Thursday, May 1, 2014

Skewered

One of London's great Turkish kebab houses from the 1960s on, Efes, in Great Titchfield Street, looks like it's getting quite a kick around - with builders hard at work.

A favourite for many from the BBC and ITN (when in Wells Street), the walls used to be adorned with signed and framed photos of many broadcasters, but they disappeared long before Yewtree came along. The decor was faux Ottoman; junior waiters wore uniforms more akin to those of circus tumblers - indeed one, famous for doing the difficult afternoon shift, had almost no neck, as if he had spent too long at the base of a human pyramid.
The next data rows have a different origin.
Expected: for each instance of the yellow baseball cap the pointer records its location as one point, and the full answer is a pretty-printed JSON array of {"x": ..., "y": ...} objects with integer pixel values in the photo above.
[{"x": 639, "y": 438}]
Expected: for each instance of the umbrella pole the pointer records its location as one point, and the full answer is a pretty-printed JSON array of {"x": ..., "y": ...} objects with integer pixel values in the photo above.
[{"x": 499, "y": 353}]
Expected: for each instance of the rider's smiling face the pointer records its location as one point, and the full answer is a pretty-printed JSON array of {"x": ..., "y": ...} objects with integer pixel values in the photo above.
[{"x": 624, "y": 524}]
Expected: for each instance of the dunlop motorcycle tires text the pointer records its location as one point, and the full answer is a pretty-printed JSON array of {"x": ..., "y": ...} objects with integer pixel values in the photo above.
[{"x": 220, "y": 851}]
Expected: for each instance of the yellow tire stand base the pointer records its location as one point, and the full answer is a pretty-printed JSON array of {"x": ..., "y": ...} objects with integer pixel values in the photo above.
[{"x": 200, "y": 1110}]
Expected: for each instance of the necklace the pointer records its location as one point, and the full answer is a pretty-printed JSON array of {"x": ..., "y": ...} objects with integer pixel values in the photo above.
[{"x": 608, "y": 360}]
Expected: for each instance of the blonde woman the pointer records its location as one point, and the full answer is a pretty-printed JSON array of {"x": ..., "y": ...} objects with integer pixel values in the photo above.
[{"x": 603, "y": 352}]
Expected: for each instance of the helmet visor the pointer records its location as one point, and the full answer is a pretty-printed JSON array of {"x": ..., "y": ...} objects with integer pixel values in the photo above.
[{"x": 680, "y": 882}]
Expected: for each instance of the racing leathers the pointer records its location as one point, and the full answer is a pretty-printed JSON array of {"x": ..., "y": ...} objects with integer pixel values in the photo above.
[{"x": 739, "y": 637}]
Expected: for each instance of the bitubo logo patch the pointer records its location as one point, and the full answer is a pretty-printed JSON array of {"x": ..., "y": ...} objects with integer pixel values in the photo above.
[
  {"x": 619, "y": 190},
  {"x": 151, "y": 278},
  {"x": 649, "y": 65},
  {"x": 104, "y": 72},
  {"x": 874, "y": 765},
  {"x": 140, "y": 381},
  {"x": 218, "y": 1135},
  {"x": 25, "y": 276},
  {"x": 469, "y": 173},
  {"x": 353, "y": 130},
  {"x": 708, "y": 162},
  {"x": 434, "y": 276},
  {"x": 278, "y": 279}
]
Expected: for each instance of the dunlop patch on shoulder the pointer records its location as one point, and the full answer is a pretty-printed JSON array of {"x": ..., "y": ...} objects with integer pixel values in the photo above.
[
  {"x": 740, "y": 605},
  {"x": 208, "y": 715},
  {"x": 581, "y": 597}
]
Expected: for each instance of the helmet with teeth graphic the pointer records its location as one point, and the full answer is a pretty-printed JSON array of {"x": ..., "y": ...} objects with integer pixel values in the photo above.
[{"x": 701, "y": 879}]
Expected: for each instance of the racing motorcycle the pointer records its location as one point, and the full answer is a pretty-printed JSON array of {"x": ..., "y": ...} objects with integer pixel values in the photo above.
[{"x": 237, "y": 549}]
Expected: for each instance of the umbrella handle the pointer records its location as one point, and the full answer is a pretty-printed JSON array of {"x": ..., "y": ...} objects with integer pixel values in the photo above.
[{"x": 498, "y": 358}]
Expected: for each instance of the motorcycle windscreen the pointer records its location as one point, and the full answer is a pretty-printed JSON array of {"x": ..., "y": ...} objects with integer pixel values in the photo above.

The afternoon shift was difficult because pubs closed - so the main purpose of a visit was to keep topped up with bottles of red infuriator and big plates of grilled meat. No matter what you ordered, with a coffee and a glass of brandy at the end, the bill spookily always worked out at £25 a head.

Sometimes, sessions were enlivened by birthday parties, with large trays of fruit dotted with sparklers ferried in shoulder-high by a pair of waiters at the end of the meal.

I've no idea how Efes will re-emerge. It's the last of a trio of old eateries to survive - the Monte Bello (main courses with vegetables, but no choice of vegetables) and the Venice (choose your vegetables) are long gone. Nowadays Beeboids prefer the spartan sandwiches of a Swedish cafe or the corners of the Riding House Cafe.